If we set up a place for him, a category, we can set ourselves outside of that image and breathe our little individual and collective sighs of relief. We can rest safe in the knowledge that he is not like us. If we can give him a label (goth, or simply, that kind of goth) then he can be bad. And then we become good.

Kimveer Gill, then, is useful. And necessary. We like the idea of him; his deviance defines our normalcy.

It doesn’t matter if the random characteristics we’re drawing on for our profile of him are no more odd or demented than anything else—really, black is no more bizarre to dress in than gingham, Marilyn Manson’s music is no more malevolent than Wagner’s. These traits are unsound because we say they are. And we say they are because something has to tell us what was wrong with this man. Something has to tell us why this happened.

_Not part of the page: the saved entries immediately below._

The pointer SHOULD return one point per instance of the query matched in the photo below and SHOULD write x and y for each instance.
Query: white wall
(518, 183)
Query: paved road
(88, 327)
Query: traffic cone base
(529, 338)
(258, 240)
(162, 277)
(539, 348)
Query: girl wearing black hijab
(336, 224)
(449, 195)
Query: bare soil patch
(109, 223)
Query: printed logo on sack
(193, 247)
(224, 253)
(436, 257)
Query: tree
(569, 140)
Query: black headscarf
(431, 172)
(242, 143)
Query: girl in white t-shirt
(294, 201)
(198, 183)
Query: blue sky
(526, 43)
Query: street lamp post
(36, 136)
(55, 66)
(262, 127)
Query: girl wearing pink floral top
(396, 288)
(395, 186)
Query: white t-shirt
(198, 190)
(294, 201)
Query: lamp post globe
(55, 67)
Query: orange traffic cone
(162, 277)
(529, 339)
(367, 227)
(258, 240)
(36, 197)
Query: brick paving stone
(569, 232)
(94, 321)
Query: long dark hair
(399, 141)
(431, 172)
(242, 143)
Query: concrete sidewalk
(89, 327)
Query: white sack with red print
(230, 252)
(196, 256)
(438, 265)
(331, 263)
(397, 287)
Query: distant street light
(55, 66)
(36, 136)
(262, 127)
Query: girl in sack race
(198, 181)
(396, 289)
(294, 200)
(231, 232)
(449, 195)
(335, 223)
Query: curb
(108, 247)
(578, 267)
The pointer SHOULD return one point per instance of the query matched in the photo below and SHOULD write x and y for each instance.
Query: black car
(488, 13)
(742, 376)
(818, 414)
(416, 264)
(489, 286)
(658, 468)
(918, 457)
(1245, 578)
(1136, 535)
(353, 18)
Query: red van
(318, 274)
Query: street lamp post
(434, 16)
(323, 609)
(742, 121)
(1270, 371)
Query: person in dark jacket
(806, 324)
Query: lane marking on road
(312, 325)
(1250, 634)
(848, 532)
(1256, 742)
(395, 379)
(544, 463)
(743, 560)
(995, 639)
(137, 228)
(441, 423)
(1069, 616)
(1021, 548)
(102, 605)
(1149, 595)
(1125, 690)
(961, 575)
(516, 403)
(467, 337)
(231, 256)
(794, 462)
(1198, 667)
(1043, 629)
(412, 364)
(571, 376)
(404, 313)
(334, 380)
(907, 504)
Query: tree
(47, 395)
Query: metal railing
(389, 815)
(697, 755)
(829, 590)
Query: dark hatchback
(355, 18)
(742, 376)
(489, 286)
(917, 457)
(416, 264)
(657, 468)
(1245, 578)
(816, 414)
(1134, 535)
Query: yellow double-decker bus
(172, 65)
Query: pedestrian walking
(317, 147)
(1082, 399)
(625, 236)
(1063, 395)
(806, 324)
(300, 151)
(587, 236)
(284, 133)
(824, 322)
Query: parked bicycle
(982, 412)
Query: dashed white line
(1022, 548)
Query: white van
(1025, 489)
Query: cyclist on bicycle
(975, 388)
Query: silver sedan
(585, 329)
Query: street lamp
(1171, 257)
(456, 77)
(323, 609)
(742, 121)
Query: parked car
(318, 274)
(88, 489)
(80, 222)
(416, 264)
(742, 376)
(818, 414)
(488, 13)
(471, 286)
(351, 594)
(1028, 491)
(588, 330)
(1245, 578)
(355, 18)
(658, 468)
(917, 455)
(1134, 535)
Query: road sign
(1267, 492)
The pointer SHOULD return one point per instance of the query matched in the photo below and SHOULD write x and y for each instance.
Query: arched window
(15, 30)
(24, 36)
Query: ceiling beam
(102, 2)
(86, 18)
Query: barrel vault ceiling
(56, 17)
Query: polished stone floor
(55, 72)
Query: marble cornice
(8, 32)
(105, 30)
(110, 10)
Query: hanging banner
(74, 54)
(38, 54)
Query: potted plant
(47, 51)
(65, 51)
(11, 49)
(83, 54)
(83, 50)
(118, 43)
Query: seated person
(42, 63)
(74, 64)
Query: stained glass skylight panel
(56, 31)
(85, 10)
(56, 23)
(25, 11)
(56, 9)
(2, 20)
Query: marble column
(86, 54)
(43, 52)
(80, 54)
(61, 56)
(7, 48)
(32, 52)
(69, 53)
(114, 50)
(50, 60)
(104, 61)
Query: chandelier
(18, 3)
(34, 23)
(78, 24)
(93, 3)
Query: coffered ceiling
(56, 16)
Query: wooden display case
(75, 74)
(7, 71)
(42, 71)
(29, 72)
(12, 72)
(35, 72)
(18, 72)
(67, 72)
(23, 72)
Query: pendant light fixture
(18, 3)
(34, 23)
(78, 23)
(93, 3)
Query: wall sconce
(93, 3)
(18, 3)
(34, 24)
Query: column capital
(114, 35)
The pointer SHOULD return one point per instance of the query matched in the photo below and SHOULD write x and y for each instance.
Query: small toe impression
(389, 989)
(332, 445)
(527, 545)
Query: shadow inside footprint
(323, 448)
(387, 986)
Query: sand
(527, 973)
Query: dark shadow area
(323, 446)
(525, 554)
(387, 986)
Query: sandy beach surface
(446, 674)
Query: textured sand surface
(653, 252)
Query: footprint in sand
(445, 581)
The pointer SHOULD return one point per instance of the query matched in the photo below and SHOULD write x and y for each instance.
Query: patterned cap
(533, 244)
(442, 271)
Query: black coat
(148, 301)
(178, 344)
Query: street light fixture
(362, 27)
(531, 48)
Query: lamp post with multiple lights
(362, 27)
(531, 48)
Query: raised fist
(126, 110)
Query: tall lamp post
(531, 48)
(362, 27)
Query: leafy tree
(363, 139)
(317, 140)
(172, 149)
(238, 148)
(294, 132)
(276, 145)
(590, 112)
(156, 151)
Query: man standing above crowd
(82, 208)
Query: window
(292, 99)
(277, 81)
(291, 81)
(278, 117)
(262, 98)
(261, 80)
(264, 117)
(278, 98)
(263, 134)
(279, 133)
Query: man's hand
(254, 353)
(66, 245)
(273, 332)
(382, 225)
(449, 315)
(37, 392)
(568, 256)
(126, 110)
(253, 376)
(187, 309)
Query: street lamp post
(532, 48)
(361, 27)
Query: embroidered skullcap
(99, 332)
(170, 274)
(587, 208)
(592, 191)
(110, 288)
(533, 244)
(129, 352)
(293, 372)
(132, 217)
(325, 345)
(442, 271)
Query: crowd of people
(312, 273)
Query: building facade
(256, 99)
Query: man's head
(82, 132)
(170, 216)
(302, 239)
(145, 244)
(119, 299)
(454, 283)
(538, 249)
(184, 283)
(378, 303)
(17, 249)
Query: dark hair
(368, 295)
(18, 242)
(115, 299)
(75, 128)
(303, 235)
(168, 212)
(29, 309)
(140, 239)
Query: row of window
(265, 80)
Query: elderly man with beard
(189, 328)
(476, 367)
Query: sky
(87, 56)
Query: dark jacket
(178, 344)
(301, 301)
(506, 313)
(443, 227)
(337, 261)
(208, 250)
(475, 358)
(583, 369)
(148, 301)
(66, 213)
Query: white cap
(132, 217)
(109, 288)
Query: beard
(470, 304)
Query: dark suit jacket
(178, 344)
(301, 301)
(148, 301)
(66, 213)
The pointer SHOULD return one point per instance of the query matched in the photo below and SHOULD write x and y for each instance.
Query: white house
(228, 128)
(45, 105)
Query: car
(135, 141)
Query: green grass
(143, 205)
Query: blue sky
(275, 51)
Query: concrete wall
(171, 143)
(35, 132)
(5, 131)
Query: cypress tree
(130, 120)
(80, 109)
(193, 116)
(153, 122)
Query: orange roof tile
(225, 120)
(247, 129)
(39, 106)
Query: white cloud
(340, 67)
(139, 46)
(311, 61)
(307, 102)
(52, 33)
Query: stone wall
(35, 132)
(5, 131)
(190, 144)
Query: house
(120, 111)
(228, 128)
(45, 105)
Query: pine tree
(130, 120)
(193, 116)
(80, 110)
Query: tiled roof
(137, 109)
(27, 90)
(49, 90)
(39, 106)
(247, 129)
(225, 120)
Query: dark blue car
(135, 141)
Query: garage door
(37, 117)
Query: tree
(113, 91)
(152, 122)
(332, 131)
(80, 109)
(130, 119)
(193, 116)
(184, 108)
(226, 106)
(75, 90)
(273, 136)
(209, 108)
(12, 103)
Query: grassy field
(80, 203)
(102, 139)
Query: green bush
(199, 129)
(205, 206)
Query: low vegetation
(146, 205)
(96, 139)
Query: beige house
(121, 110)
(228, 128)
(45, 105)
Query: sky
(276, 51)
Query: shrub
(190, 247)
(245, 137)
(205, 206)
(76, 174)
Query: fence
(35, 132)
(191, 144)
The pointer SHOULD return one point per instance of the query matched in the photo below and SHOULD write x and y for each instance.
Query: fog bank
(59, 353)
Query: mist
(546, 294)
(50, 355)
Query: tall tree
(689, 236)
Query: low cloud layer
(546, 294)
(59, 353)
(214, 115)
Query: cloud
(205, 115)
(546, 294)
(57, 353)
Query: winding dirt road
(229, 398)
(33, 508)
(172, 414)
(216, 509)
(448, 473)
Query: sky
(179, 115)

The faults in relying on random and inherently neutral cultural proclivities have, mercifully, crept to the surface in the last week. Several papers, including the Daily News, have run stories showing there’s no connect-the-dots between goth and murder. That’s the good news.

The bad news is that’s not what people will remember in five, 10 or 20 years. People will remember that Gill was a goth, he liked Marilyn Manson, played violent video games and he wore a black trench coat. That’s all.

One balanced understanding of the man who became the Dawson College shooter might be this: Kimveer Gill was goth but goth is not Kimveer Gill. But we can’t have that, because it leaves us without a clear category, without a way to picture Gill. It leaves us without a way to rationalize his actions. And it leaves us without a lucid way to define ourselves in opposition to him.

We can’t know who he was. And a rubber stamp profile isn’t going to change that. Probably it would be best if we could just all forget him. What you’re thinking is right: not a chance.